Query latency is the second gotcha. A single search with query expansion, vector retrieval, and reranking takes 2-5 seconds on a MacBook Pro with an M2 chip. That's acceptable for interactive CLI usage but glacial compared to pure BM25 search (milliseconds) or managed services like Algolia (sub-100ms). The automatic query expansion adds overhead even when you don't need it—searching for an exact file name still triggers LLM-based query variations. There's no query planner that skips stages when a simple keyword lookup would suffice.
The TypeScript implementation also limits deployment options.

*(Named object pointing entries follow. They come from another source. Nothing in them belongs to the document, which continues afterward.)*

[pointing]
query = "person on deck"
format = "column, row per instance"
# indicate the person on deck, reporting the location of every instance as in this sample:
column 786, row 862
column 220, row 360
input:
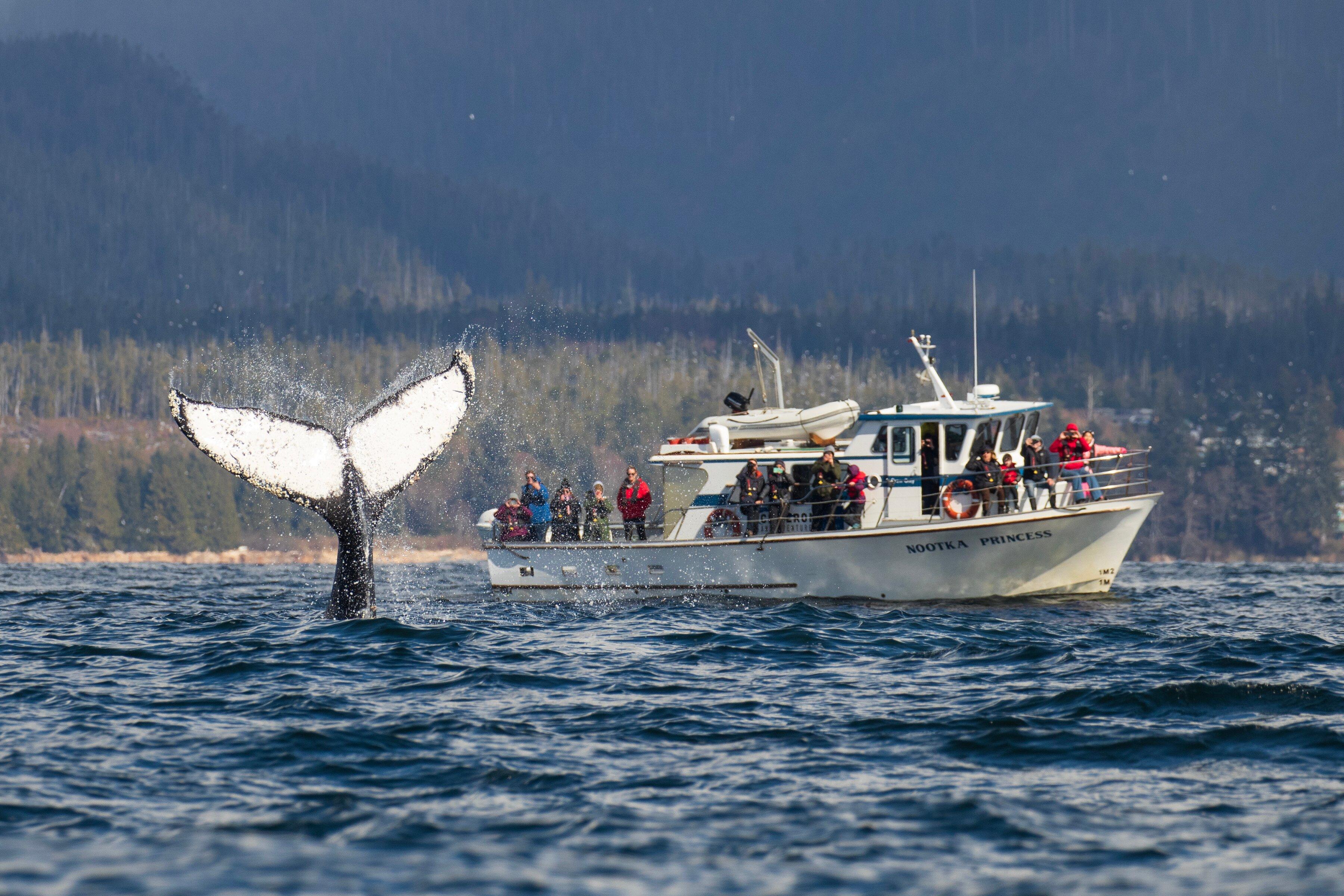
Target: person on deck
column 537, row 499
column 779, row 485
column 752, row 496
column 929, row 479
column 984, row 476
column 854, row 489
column 566, row 514
column 1010, row 483
column 1035, row 473
column 597, row 515
column 511, row 520
column 1070, row 448
column 634, row 500
column 824, row 483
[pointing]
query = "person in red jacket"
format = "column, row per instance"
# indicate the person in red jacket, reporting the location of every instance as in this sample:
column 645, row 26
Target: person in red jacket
column 1091, row 453
column 1008, row 469
column 1070, row 448
column 513, row 520
column 634, row 500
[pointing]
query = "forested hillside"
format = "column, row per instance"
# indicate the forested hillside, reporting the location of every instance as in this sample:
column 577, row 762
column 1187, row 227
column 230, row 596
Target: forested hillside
column 1248, row 469
column 144, row 238
column 1206, row 125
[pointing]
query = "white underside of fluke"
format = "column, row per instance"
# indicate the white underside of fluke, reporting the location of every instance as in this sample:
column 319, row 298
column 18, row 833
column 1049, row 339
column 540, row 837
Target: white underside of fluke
column 389, row 445
column 291, row 458
column 401, row 436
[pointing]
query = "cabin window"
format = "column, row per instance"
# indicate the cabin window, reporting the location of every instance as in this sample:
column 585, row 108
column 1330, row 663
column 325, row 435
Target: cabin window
column 902, row 445
column 987, row 437
column 880, row 445
column 953, row 437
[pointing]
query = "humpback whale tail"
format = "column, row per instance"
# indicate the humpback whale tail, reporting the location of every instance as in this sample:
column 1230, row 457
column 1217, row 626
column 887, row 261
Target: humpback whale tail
column 351, row 479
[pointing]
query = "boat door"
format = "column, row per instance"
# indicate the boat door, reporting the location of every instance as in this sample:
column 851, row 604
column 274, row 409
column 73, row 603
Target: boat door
column 901, row 475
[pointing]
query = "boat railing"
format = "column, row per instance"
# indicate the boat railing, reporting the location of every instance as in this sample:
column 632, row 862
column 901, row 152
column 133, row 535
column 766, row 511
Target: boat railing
column 616, row 532
column 1119, row 476
column 1116, row 476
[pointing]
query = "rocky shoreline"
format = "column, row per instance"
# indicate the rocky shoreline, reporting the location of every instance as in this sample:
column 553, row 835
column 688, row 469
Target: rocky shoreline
column 245, row 557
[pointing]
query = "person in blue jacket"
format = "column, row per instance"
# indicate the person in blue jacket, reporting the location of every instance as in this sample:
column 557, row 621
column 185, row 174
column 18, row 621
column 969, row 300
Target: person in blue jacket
column 537, row 499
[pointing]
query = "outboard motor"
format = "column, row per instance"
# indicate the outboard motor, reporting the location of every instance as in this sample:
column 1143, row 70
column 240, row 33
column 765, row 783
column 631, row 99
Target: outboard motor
column 740, row 404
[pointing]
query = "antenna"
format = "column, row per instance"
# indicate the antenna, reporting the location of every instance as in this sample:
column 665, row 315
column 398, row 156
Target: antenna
column 975, row 334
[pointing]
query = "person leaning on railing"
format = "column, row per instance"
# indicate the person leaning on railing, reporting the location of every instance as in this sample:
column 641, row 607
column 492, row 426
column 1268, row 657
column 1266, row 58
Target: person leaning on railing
column 513, row 520
column 779, row 487
column 634, row 500
column 1035, row 472
column 1010, row 483
column 597, row 514
column 826, row 480
column 537, row 499
column 752, row 496
column 1070, row 449
column 566, row 515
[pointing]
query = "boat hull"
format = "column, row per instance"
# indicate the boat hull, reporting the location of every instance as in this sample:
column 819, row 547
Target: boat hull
column 1068, row 551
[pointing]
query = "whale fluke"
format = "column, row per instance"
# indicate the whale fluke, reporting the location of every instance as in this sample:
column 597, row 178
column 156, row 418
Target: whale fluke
column 349, row 480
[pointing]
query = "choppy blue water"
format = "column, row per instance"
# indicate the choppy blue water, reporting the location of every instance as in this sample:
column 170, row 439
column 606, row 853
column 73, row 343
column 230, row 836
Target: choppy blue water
column 197, row 730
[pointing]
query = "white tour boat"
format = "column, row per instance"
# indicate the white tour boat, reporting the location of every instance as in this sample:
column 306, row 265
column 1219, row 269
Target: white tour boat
column 923, row 535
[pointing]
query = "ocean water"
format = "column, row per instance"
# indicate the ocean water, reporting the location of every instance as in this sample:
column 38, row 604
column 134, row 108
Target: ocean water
column 203, row 730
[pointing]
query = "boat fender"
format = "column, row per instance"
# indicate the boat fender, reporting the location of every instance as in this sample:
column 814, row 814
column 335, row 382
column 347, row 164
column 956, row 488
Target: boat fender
column 722, row 516
column 959, row 488
column 719, row 438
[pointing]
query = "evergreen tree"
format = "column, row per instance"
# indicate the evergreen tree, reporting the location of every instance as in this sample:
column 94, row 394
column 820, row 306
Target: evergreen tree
column 99, row 512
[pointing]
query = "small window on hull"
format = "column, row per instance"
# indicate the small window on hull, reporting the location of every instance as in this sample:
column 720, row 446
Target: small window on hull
column 902, row 445
column 880, row 444
column 987, row 437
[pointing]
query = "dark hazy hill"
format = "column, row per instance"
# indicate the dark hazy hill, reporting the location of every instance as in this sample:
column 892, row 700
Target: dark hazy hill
column 1216, row 125
column 130, row 206
column 124, row 193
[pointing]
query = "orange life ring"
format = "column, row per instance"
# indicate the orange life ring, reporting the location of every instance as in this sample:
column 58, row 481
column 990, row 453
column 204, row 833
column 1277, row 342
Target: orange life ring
column 960, row 488
column 722, row 516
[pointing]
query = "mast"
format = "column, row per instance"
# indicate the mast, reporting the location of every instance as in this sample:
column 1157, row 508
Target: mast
column 975, row 336
column 761, row 348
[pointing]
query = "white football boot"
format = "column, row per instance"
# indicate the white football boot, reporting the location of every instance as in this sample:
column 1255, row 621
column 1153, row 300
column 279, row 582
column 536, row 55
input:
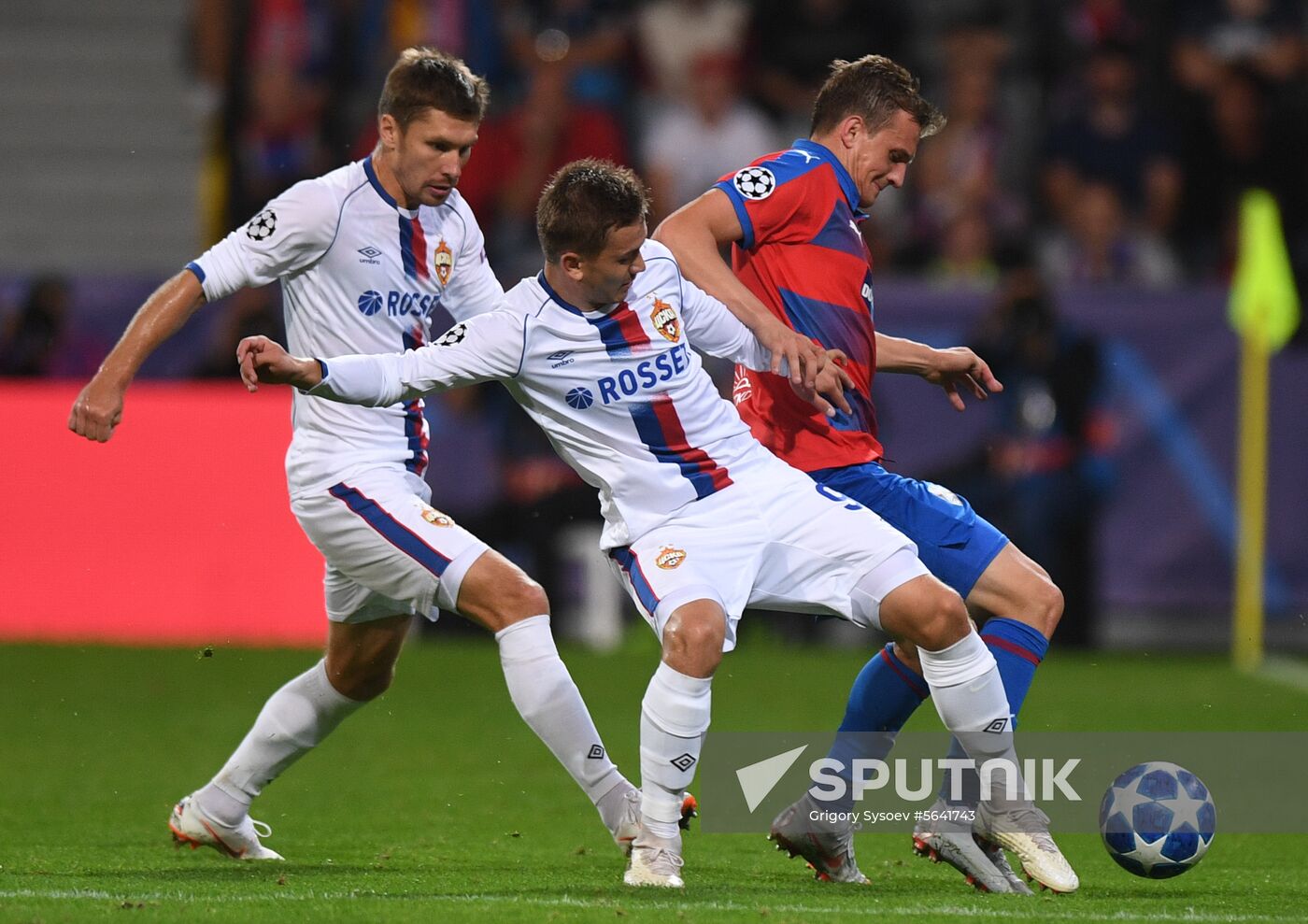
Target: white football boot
column 654, row 861
column 630, row 825
column 190, row 825
column 1024, row 830
column 947, row 838
column 828, row 847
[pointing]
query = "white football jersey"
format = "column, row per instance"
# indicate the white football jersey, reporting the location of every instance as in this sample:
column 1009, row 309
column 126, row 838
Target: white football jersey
column 620, row 392
column 359, row 275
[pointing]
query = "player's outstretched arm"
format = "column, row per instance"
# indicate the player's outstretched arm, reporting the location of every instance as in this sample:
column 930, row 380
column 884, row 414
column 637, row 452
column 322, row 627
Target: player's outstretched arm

Unlike Python-based tools (txtai, LlamaIndex), you can't easily integrate QMD into data science workflows or Jupyter notebooks. It's CLI-first, with an SDK that assumes Node.js environments. If your team uses Python for ML pipelines, bridging to QMD requires running it as a subprocess or MCP server, adding architectural complexity.
Verdict
Use if: You're building local-first AI agents that need private semantic search over personal or proprietary knowledge bases. You have a modern laptop with dedicated GPU/sufficient RAM and work with document collections under 50,000 files. You value privacy enough to accept slower queries and higher resource usage than cloud alternatives. The MCP integration makes this ideal for Claude Desktop power users who want to query personal notes, meeting transcripts, or internal docs without uploading them. Skip if: You need production search with sub-second latencies, work with massive document corpora (millions of files), or lack hardware for local LLM inference. Cloud-based solutions like Algolia or managed Elasticsearch will be faster and more scalable. Also skip if your team is Python-first—txtai or LlamaIndex offer similar local embeddings with better ML ecosystem integration.